Class of 2015 Gets Started
College’s Office of Academic Advising assists incoming freshmen before first day of classes
Class of 2015 is not just a name for this year’s incoming freshman class - it’s a goal the College of Liberal Arts & Social Sciences wants to help its students achieve.
But graduating with a bachelor’s degree four years after starting college is no longer a straightforward task for most students. Oftentimes work obligations, misguided major selection and other obstacles detour students from the path of completing their coursework in the shortest amount of time possible.
To keep students on track, the College offers extensive academic advising options that aid students in charting an engaging and achievable academic course. It all begins with the summer-scheduled New Student Orientation and the optional CLASS Learning Communities.
“We are the people behind the scenes,” said Janie Graham, director of CLASS Office of Academic Affairs. “We are the ones that link the student to the university, then to the college, and, lastly, with their departments.”
First-time freshmen attend a university-wide, two-day orientation offered on selected Thursdays and Fridays in the summer with the last one this year scheduled for August 11. In those sessions, they learn how to transition into college life; pay for tuition, fees and books; and become successful students.
“The goal is to give the students a chance to become better acquainted with the university and its resources” said academic advisor Christina Williams. “They will enroll, buy textbooks and tour the campus, and meet their major advisor, which will prepare them for the anticipated first day.”
The CLASS office of academic affairs greets students on the second day of orientation.
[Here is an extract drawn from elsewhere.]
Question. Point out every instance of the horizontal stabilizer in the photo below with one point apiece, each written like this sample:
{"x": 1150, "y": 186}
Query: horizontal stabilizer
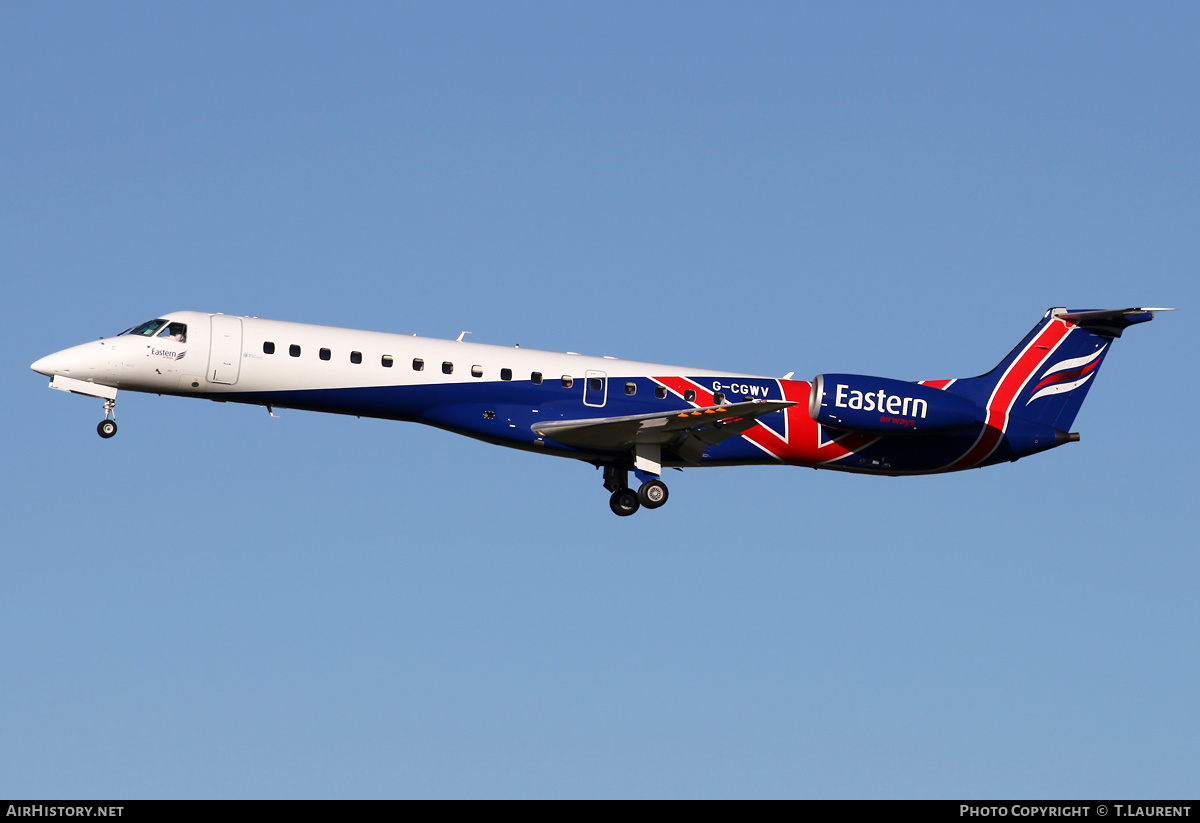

Advisors assist the incoming freshmen with completing paper work before meeting with their major advisors to discuss degree completion plans and chart out a course schedule for the upcoming year.
After a one-on-one counseling session with their major advisors, they return to academic affairs for a registration session with the academic advisors. They make sure that all their transcripts are in order and help the student find the transition into college life much easier.
“I fulfilled my English and math requirement in high school” said Rafael Avila, a communications major. “I was lost when I sat down to register for classes and Ms. Lewis helped me find the courses I needed along with a drawing class I was eager to take.”
Student may not register for orientation if they have not fulfilled two university testing requirements, the Texas Success Initiative (TSI) examination and a math placement exam offered at the CASA testing center. Registration can be access through their myUH account 24 hours after their examination scores are reported.
Frequently, students come to orientation decided on the major they want to pursue. Within CLASS, the most popular departments among freshmen are Art, Communication, English, Health and Human Performance, and Psychology.
Paul Espinoza plans to major in kinesiology in the Department of Health and Human Performance and will take a 15-hour course load during his freshman year. He also wants to join the university’s Metropolitan Volunteer Program (UH MVP) because he says keeping busy helps him to stay focused on his school work.
“My focus is physical therapy because it is a field of high demand and endless job opportunities” said Espinoza. “I volunteer in hospitals and I feel good knowing I will be able to help people.”
Incoming freshmen also use the college’s orientation sessions to get a jump on meeting other CLASS students and others pursuing the same major.
Lydia Rockson, Chelsea Johnson and Natalie Andrepont are all registered as psychology majors and met while staying at Cougar village during their Student Orientation.
“The conferences were extremely informative and helped more than I thought they would” said Lydia Rockson. “I did not know what to expect since I am the first member of my family to attend UH.”
Chelsea Johnson is studying psychology and public relations because she wants to better understand criminals with mental disorders. She hopes her passion and effort will land her a job with the FBI as a profiler.
Natalie Andrepont is studying substance abuse but has not made up her mind if she wants to be a psychologist or a psychiatrist.
“I want to learn the reasons why people gear towards that type of lifestyle,” Andrepont said. “A degree in psychology will introduce me to my future profession.”